Coaches love inspirational sayings. They adopt them as a motto, hang them from walls, print up T-shirts. They are as much about coaching, especially at the still youthful high school and college level, as Xs and Os.
Skip Prosser loved them, too. Only Prosser, being an insatiable student, a former high school teacher and one of the last true educators in college athletics, liked it with a twist.
He never fell back on the trite and easy, the sayings that didn't challenge his players' minds as well as their mettle. Why give them "Refuse to Lose" when, say, Thomas Paine is available?
"These are the times that try men's souls. The summer soldier and the sunshine patriot will, in this crisis ..."
Prosser would write on a chalkboard during a rough stretch for one of his teams. His players would have to read and think and contemplate at a real depth the magic of some long gone American patriot speaking to them through the centuries. The next day he'd write up another from Thoreau or Nietzsche or Shakespeare.
Prosser, a coach like almost no other, passed away Thursday. A heart attack while jogging at Wake Forest University in Winston-Salem, N.C., ended his profound and powerful life at 56.
This isn't so much about me or many others losing a friend. This is about college athletics as a whole losing one.
Prosser was a man's man and a coach's coach; too good in so many ways for the cut-throat business of college hoops, a place he found great success in nonetheless.
There wasn't a better teacher in the game; which shouldn't be confused with a teacher of the game. Perhaps there were some more adept at boxouts or fast breaks, although his 291 career victories and .667 winning percentage at Wake Forest, Xavier and Loyola (Md.) attest that he could more than hold his own.
But it was always, truly, about more with Prosser. Not just in words, but in actions.
This was the guy that you'd send your son to play for, work for and learn from. His hobby was reading – long biographies, history, philosophy and politics. He was forever challenging everyone, not just his players. Every conversation I ever had with him began with him asking what I was reading, and if it wasn't up to intellectual snuff, he'd let me know and recommend a shelf full of serious.
Prosser loved to take his teams on those summer exhibition tours. For so many schools now, for so many coaches, these are nothing but extra practice time. Too many teams skip touring the capitals of Europe and head to Canada or the Bahamas, less travel, more mindless fun. What's the Sistine Chapel when jet skiing is an option?
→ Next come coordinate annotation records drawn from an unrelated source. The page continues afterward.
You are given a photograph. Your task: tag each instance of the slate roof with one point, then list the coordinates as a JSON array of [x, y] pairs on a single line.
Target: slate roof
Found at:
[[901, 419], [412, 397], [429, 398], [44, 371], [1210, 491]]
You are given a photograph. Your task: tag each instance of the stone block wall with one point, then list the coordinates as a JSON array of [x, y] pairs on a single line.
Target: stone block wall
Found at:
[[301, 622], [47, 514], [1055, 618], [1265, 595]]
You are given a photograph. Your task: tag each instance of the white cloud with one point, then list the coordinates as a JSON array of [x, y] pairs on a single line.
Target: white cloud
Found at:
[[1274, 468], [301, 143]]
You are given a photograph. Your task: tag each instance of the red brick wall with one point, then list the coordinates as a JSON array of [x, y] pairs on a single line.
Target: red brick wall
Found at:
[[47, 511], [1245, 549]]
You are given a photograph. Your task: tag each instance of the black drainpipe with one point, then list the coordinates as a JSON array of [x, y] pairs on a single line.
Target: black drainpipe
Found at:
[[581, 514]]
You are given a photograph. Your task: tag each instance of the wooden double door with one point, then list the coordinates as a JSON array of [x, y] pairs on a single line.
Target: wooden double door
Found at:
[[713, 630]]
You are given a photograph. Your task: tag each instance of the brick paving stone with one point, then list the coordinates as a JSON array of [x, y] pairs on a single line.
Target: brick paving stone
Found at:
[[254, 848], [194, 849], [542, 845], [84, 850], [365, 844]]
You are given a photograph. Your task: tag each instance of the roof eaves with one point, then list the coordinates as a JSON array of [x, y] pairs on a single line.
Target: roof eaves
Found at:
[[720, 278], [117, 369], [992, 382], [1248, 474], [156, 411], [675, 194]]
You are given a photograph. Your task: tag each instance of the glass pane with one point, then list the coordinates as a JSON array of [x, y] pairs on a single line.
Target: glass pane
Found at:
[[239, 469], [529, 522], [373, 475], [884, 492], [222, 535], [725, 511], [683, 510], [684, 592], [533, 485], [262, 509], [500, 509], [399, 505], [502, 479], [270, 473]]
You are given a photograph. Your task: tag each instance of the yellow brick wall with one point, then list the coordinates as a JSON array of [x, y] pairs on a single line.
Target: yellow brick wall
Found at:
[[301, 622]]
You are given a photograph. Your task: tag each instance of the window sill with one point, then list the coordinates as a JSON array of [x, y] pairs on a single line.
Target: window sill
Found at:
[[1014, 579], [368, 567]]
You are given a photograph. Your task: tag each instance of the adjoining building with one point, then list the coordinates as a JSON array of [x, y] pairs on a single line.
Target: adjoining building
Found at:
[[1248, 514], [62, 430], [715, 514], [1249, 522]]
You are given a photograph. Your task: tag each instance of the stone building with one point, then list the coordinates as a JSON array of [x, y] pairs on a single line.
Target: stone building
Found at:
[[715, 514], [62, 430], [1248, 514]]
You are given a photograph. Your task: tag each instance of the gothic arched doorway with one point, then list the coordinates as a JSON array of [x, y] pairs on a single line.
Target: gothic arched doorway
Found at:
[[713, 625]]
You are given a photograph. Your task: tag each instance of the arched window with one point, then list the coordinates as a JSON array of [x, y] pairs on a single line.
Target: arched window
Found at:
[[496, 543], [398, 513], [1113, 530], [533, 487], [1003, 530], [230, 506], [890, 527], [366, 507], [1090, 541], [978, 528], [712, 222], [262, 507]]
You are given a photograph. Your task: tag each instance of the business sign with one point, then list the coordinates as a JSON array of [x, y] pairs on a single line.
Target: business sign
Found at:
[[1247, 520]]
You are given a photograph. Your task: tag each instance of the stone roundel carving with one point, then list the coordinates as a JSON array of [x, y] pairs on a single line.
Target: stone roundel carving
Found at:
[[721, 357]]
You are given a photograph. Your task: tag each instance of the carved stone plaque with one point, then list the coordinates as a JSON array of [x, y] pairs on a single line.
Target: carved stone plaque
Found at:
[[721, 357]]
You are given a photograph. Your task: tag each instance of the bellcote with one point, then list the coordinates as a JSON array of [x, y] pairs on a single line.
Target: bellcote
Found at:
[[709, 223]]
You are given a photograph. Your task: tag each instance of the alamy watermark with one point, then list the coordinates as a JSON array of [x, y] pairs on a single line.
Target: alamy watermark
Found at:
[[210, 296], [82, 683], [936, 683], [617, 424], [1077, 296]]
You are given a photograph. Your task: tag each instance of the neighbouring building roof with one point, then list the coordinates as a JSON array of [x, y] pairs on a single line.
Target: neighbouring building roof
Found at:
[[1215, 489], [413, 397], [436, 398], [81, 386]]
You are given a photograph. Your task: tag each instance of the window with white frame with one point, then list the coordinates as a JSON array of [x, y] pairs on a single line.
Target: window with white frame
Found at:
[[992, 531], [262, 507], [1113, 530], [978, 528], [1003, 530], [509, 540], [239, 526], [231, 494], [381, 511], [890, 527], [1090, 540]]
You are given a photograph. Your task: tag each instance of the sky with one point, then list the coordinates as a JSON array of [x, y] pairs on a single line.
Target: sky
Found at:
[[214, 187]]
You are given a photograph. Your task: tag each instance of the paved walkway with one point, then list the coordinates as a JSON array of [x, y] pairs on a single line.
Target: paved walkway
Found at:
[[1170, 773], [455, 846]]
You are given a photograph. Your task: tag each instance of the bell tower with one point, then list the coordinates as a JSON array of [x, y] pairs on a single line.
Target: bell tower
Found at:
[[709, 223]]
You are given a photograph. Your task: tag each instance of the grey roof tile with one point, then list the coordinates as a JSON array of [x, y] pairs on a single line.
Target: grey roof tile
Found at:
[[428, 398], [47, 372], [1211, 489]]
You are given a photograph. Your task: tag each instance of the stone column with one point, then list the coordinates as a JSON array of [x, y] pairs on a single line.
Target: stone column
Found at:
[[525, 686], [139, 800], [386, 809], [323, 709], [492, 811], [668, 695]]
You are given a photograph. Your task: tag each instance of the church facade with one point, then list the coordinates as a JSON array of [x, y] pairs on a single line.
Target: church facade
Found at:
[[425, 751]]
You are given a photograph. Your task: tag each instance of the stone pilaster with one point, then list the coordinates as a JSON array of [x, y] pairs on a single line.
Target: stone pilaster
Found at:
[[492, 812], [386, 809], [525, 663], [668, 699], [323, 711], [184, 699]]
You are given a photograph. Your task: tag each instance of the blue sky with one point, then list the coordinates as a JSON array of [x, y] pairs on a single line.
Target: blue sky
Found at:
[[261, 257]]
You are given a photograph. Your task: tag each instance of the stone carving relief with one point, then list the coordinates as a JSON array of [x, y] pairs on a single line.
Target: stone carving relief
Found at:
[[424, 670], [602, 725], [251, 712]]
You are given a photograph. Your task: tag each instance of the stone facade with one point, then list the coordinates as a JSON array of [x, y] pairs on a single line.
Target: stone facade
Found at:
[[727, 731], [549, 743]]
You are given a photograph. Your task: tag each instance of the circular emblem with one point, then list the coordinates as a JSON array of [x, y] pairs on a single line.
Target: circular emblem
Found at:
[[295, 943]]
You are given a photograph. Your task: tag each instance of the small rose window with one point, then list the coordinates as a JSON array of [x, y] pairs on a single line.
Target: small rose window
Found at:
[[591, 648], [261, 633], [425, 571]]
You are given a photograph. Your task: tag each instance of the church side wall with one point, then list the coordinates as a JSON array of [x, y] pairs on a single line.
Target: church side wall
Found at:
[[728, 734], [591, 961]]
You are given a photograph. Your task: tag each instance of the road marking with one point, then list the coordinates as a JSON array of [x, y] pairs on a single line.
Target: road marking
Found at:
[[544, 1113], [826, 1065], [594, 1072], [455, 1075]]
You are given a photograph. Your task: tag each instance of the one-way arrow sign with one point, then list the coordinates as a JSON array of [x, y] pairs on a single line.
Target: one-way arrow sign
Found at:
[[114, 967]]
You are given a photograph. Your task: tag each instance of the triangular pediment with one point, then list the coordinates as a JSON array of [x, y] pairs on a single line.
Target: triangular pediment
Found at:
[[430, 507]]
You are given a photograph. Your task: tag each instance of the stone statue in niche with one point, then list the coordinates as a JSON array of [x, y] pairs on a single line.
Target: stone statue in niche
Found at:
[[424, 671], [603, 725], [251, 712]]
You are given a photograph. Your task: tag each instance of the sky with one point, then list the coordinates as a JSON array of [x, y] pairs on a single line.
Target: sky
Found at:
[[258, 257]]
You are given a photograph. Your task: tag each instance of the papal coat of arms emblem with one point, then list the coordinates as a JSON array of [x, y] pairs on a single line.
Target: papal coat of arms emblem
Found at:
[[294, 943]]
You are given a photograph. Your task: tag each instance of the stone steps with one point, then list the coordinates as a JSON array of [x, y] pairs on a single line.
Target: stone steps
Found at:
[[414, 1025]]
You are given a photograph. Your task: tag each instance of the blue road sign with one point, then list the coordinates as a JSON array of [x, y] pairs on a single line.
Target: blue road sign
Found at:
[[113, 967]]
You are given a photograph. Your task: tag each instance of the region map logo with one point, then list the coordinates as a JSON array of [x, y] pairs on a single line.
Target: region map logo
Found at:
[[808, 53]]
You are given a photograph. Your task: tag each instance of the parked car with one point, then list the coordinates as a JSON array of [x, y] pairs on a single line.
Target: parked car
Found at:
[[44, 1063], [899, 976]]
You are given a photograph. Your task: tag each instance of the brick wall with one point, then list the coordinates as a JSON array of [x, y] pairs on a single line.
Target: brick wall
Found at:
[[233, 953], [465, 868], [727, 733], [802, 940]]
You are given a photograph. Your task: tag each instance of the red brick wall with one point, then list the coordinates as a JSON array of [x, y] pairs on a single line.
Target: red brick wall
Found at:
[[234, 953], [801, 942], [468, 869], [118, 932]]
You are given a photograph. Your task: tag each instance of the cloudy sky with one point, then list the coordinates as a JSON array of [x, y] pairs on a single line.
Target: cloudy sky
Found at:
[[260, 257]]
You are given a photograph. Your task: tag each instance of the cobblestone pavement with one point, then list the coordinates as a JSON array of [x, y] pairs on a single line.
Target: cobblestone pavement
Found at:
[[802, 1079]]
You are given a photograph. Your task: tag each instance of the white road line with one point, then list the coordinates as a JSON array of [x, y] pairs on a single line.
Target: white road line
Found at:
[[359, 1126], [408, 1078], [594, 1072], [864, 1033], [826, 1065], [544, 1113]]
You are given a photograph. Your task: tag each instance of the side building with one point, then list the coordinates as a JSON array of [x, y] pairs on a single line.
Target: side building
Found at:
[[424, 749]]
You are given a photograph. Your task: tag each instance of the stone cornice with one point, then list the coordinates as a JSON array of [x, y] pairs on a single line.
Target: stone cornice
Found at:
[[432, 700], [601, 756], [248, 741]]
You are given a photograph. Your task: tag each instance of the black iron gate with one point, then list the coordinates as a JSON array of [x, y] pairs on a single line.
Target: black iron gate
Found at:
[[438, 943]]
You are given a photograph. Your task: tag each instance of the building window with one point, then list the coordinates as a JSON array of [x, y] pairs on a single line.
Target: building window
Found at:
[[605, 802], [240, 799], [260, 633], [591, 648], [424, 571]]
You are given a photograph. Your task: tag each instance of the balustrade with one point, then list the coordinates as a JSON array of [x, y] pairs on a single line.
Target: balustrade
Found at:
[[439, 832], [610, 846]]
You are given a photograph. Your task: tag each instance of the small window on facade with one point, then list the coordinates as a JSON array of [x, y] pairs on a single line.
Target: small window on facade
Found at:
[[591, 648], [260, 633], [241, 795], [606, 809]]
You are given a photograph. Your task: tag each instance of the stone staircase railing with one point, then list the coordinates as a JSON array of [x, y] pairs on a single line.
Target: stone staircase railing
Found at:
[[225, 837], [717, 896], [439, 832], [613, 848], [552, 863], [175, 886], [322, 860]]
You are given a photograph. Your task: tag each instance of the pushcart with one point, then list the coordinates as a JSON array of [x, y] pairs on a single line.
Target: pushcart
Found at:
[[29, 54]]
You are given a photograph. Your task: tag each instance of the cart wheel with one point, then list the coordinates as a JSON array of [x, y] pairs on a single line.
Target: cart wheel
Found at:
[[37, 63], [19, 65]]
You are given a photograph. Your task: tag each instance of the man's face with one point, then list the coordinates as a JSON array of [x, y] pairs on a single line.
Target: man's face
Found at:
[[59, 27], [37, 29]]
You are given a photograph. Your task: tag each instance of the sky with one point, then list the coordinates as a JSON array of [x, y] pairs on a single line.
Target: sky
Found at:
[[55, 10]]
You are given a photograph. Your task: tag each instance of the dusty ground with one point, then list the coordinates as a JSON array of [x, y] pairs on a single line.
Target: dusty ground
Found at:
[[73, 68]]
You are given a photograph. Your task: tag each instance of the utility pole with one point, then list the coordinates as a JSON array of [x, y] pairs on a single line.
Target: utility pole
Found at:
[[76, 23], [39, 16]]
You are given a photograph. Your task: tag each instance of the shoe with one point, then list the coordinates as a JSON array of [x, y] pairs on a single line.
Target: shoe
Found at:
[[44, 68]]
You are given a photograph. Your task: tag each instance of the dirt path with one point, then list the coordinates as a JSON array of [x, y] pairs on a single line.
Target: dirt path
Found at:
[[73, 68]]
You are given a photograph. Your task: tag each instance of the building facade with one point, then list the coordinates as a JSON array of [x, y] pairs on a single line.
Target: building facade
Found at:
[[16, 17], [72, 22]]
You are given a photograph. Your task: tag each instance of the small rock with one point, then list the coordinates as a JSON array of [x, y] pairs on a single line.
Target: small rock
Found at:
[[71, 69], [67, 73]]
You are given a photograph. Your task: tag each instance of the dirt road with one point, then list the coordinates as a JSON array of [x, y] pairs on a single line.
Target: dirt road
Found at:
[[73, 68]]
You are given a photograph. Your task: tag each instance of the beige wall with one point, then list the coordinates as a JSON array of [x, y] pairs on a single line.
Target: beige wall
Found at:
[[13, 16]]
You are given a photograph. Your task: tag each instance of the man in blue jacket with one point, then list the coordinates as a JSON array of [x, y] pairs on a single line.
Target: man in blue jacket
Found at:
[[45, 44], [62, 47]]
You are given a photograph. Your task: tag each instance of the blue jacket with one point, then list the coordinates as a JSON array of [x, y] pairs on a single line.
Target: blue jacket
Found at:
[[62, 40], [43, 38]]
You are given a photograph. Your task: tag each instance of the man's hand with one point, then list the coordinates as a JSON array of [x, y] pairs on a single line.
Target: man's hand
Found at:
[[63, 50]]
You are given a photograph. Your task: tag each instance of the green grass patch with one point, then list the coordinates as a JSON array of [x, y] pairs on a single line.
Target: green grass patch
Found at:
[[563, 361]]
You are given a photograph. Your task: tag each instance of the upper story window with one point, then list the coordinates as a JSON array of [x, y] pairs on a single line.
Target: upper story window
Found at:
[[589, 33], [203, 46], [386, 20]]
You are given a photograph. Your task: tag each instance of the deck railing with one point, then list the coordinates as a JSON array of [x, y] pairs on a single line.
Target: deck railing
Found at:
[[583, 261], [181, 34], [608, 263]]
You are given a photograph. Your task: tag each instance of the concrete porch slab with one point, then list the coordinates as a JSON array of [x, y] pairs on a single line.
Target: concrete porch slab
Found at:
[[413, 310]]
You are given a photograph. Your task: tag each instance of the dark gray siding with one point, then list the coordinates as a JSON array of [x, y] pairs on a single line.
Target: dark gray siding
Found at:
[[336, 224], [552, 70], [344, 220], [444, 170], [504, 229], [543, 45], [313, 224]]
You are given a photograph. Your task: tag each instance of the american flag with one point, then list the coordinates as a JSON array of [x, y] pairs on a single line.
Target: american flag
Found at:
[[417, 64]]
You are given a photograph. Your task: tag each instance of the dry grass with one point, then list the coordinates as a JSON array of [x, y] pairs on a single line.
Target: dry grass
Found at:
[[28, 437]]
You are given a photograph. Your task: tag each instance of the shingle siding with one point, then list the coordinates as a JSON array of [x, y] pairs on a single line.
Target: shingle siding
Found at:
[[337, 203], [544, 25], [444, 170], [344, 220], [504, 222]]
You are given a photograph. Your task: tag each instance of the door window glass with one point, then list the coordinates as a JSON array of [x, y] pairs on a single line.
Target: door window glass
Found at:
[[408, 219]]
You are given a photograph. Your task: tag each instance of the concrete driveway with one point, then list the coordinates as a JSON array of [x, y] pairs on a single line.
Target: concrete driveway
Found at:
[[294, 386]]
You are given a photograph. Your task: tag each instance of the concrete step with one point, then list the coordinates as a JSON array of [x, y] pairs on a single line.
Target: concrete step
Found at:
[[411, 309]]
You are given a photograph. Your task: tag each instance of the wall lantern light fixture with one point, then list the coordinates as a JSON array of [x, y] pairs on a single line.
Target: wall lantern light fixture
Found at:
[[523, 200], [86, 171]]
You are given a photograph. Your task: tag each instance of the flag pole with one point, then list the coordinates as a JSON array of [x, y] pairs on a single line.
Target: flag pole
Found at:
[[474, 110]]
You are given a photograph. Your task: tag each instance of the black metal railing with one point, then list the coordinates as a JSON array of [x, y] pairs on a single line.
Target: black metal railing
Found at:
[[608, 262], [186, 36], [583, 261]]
Not Prosser. Every trip was about taking in the history, soaking up the culture. In the spring semester before the trip, he'd get a professor on campus to conduct a one-credit class on the country the team would be visiting, mandatory for every last player and student manager.
And then, as a bonus, Prosser would attend the class too, writing the term paper even, banging out 4-6 pages on the role of Patrick Pearse in the Irish uprising of 1916 like he hadn't long ago mastered the subject matter.
There was simply nothing else like him in big-time college sports; a D-I success story who never turned his back on his D-III ideals. He grew up in little Carnegie, a hardscrabble town in Western Pennsylvania, attended the Merchant Marine Academy and once hitchhiked across the country. He never lost his love of Pittsburgh, Guinness or the possibility of tomorrow.
While he always said he'd still be happy coaching and teaching at Central Catholic (his first job) in Wheeling, W.Va., he was too good for that. The guy was a winner, his intelligent, challenging, man-up motivational ways connecting with so many players through the years. He had a powerhouse going at Xavier, bringing in stars such as David West until in 2001, at the age of 50, he got offered a job in the venerable ACC and decided, "why not try to win a national championship?"
And so he tried. He coached Josh Howard and Chris Paul, reached the Sweet 16 and just this summer had put together what was expected to be a top-five recruiting class. He was making things work at a small, academically elite school, while privately frustrated at the rampant rule-breaking and dishonesty around him. If there was ever a coach who followed the rules, ever someone to root for, this was one.
Prosser was forever proof that good guys could succeed, that ethics and education were still possible in the billion dollar enterprise of NCAA basketball.
He never won his national championship, of course. Never quite put all the pieces together for a Final Four.
But Thursday, as the shocking, awful news of his death swept the country, as phone calls were exchanged from nearly every person he ever touched, ever challenged, ever showed the right way with his dignified yet approachable manner, as all the old stories and all the old sayings he'd scribble on those blackboards were recounted and recalled, his victories were mounting fast, his life carrying on in a way that no basketball victory could ever challenge.